To make the glaze: melt the butter in a microwave-safe dish and mix in the brown sugar, Worcestershire sauce, and Dijon mustard until well combined.
Drizzle the glaze over the buns evenly and sprinkle them with the sesame seeds. Bake for 25 minutes, uncovered until the cheese is melted and the sauce has formed a glaze.
What To Serve with Baked Cheeseburger Sliders?
Homemade french fries and coleslaw are my favorite sides for sliders, but if you are looking for a healthier side, a big Caesar salad would be amazing too. Remember dessert! Apple pie à la mode (warm with vanilla ice cream on top) is, for me, perfection.
- Make them southwestern and use chili con carne, bacon, cheddar, and chopped jalapeno. Slather barbecue sauce on the buns.
- Like Italian: add marinara sauce to the meat and shredded mozzarella instead of cheddar. Add pepperoni instead of bacon.
- For a vegetarian option, use roasted eggplant slices or portobello mushrooms instead of meat, top them with Monterey-jack cheese, and spread pesto on the buns.
- Ground chicken or turkey are good alternatives to beef, and you can top them with sauteed mushrooms with garlic.
- 1- 12 ct package Hawaiian rolls
- 4 cups sharp cheddar cheese, shredded
- 1 lb ground lean ground beef
- ½ cup onion, chopped
- ½ cup red bell pepper, chopped
- 1 garlic clove, minced
- 1- 10oz can diced tomatoes, drained
- 1 tablespoon Dijon mustard
- 1 ½ tablespoons Worcestershire sauce
- Salt and pepper to taste
- 6 strips of bacon, cooked and cut in half
- For the sauce:
- 1 stick butter cut into pieces
- 2 tablespoons packed brown sugar
- 1 tablespoon Worcestershire sauce
- 1 tablespoon Dijon mustard
- 2 tablespoons sesame seeds
- Preheat the oven to 350 F. In a large skillet, cook the meat with the onions, bell peppers, and garlic over medium-high heat, until no pink is left on the meat.

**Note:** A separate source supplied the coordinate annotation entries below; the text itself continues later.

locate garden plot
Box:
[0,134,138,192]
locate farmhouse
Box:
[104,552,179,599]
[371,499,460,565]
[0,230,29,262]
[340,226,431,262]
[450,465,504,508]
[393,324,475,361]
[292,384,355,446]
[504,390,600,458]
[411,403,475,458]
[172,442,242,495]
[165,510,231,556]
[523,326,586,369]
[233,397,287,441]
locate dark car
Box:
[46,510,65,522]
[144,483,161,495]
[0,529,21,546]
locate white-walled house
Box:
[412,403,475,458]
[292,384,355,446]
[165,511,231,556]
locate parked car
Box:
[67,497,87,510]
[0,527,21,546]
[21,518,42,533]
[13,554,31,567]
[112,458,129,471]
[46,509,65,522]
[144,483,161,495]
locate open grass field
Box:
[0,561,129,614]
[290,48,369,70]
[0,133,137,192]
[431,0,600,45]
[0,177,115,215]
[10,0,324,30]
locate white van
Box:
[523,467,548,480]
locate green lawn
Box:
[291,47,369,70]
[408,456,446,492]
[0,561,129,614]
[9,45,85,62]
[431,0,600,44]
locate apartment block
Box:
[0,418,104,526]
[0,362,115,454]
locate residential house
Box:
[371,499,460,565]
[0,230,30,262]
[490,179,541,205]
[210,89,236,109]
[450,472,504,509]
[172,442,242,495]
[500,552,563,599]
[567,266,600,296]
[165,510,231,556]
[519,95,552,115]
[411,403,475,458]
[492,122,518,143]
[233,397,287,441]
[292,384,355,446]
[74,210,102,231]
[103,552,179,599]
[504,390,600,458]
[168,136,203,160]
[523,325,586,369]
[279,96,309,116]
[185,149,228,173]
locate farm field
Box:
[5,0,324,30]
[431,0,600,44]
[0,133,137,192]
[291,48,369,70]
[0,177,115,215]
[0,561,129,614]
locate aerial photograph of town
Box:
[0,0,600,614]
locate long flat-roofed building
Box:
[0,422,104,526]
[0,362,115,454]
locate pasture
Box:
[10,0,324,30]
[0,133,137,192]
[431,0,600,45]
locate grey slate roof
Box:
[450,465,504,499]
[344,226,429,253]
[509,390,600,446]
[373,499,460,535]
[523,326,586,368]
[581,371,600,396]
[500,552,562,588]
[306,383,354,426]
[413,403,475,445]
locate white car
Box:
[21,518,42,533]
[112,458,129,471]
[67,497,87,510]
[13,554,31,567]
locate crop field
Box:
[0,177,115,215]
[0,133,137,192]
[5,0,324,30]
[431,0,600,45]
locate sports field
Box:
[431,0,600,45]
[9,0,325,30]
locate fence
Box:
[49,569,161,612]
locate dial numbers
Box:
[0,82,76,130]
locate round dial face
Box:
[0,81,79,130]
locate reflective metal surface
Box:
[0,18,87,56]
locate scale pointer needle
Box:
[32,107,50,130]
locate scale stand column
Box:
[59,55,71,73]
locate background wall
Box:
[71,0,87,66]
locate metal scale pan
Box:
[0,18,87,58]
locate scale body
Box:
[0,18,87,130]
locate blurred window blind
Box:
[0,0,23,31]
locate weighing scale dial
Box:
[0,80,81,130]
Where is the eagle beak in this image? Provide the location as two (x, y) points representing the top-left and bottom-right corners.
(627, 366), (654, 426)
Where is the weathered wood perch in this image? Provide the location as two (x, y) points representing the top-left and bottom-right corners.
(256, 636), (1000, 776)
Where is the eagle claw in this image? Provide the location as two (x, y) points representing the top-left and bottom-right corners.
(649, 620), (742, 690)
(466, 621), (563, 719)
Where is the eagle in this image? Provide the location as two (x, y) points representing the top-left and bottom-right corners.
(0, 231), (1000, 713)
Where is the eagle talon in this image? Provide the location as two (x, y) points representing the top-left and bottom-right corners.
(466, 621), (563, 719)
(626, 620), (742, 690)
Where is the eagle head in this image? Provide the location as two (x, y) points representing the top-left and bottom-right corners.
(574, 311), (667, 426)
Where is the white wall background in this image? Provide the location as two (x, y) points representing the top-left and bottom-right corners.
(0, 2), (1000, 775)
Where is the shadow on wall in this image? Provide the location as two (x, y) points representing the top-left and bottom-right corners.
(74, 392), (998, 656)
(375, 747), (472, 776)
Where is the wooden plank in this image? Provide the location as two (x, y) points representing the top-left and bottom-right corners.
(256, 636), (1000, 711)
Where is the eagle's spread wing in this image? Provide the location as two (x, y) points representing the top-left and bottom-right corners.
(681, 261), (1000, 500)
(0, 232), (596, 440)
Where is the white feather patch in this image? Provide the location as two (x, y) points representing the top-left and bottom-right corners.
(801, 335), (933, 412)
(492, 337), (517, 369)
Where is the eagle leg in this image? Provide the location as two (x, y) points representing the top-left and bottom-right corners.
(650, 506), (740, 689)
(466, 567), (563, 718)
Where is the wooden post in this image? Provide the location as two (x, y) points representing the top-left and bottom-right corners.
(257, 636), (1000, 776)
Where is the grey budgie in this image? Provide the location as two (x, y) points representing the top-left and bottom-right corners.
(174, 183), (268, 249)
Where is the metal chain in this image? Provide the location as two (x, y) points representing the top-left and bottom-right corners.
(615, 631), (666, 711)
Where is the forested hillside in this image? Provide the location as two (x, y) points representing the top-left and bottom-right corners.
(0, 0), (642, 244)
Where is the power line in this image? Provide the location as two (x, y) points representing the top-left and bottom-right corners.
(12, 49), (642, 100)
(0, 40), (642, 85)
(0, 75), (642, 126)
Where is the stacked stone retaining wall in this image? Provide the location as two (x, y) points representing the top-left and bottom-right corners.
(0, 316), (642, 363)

- Add the drained diced tomatoes, Worcestershire sauce, Dijon mustard, salt, and pepper to taste. Cook until almost no liquid is left on the pan, about 5 mins.
- Slice the Hawaiian buns in half without separating them and place the bottoms in a greased 9 x 13-inch baking dish. Sprinkle 1 cup of cheddar cheese on top and bake for 5 minutes until melted.
- Remove the baking dish from the oven and spoon the meat mixture over the melted cheese.
- Sprinkle the remaining cup of cheese over the meat.
- Top each bun with ½ slice of cooked bacon and place the tops of the buns back on.
- To make the glaze, place the butter, brown sugar, Worcestershire sauce, and Dijon mustard in a microwave-safe dish. Microwave until melted.
- Drizzle the sauce over the buns.
- Sprinkle with sesame seeds and bake uncovered, for 25 mins.